LeMay temporarily suspended the raids on Japan, diverting the B-29s to capture Iwo Jima, considered vital to the air campaign because it could be used to base fighters capable of escorting the B-29s to Japan, as well as provide an emergency field midway between the Marianas and the Japanese targets. On February 19, 1945, LeMay decided to destroy industrial feeder businesses and disrupt the production of weapons vital to Japan. Instead of using the high-explosive bombs that had been previously employed, he would switch to incendiary bombs, which he hoped would cause general conflagrations in the large cities. The high-altitude, daylight attacks would be replaced by low-altitude, high-intensity incendiary raids at night. To increase bomb loads, the B-29s were reconfigured, reducing their structural weight. The new strategy was to drop the bombs from altitudes of only 5,000 to 6,000 feet. By flying lower, the planes would no longer have to struggle against the jet stream and could fly below most cloud covers. This would save wear and tear on the engines and preserve fuel. LeMay was confident that the Japanese night fighter forces were weak, although
he admitted that flak losses could be substantial.
Another new strategy had been added to American bombing.

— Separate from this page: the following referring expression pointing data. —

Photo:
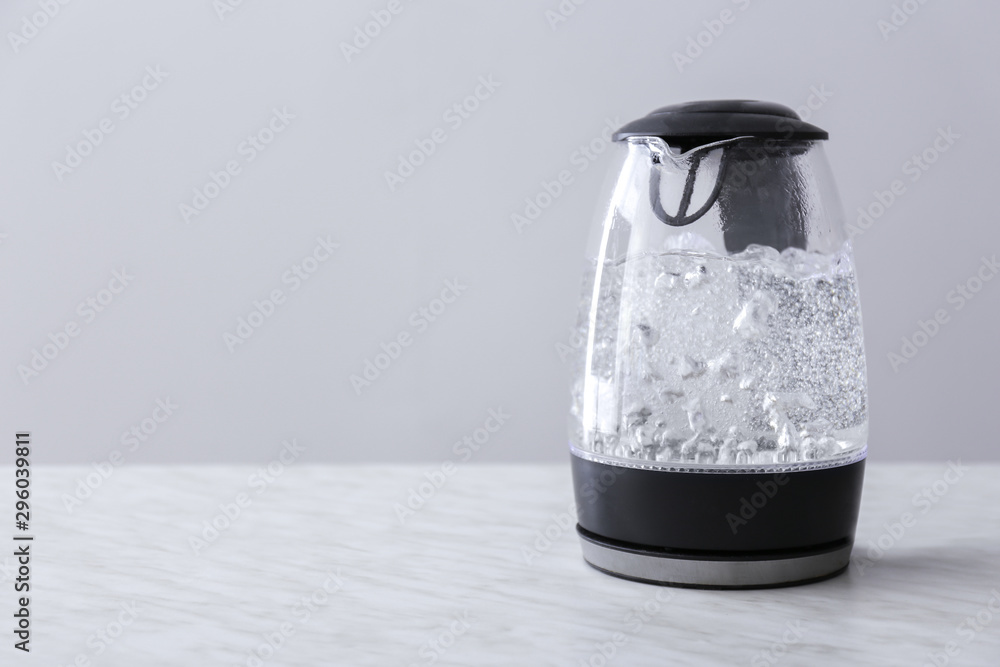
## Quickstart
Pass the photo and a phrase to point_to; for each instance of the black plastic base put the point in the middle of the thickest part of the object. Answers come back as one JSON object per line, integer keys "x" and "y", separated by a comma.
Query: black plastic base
{"x": 718, "y": 516}
{"x": 653, "y": 567}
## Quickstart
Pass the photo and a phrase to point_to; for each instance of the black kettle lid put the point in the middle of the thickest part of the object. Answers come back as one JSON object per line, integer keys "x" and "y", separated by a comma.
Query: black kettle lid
{"x": 692, "y": 124}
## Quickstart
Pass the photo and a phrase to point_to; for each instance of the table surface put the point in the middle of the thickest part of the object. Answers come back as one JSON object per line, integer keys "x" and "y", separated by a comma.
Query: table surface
{"x": 320, "y": 567}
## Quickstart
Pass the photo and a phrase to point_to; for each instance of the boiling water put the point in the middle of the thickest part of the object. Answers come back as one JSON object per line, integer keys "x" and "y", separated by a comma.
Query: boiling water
{"x": 695, "y": 359}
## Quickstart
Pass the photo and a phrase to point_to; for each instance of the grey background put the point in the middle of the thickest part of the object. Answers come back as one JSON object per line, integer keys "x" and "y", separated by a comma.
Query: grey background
{"x": 495, "y": 347}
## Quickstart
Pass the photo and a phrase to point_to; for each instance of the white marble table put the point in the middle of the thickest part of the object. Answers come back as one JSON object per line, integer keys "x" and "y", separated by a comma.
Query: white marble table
{"x": 319, "y": 563}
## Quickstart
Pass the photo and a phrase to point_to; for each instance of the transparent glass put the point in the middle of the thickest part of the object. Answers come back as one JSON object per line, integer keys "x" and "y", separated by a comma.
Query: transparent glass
{"x": 720, "y": 312}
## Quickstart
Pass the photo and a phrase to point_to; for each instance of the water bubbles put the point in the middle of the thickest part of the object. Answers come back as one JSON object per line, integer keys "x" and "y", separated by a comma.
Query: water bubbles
{"x": 636, "y": 416}
{"x": 696, "y": 415}
{"x": 696, "y": 276}
{"x": 752, "y": 320}
{"x": 745, "y": 452}
{"x": 761, "y": 346}
{"x": 726, "y": 365}
{"x": 666, "y": 281}
{"x": 762, "y": 254}
{"x": 670, "y": 395}
{"x": 647, "y": 334}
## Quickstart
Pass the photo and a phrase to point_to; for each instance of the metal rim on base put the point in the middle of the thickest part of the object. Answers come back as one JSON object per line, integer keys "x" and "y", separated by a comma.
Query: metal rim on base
{"x": 672, "y": 570}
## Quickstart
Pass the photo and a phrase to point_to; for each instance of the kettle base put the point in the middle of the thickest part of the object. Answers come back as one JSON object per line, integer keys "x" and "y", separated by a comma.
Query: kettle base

At the beginning of the war, FDR directed that only military targets be bombed. This differed from the British approach, which targeted cities following the German bombing of Rotterdam in May 1940. But with the American bombing of Berlin in March 1944, the rules had changed. Cities and civilians were now targets, including those in Japan.
* * *
In the dark, the guards hustled the men out of the barracks, assembling them next to a fence behind the kitchen building, not far from the power plant. On the other side of the fence was a small hill. A guard opened a gate in the fence, and the men passed to the other side, ducking and crawling into a deep, dark hole—the bomb shelter. The only illumination was the guard’s flashlight.
The roof and sides of the shelter were corrugated metal propped up with tree trunks and branches. To Tim, it seemed like even the slightest shock wave would bring tons of earth crashing down, burying the POWs inside.
Once everyone had crammed together on their haunches, the guards backed away, closing and locking the door behind them, leaving the men no escape.
In silence, the men waited. They had been through this many times before, and each time there was no attack, only the discomfort and dirt of being penned together inside the shelter. Tim felt the sand fleas crawling up his ankles.
Adding to their tension was the knowledge that the Japanese had lined the edge of the shelter with dozens of sticks of dynamite, with a fuse running back inside the camp. Should the guards choose, they could light the fuse and bury the POWs, leaving little trace that they were ever there.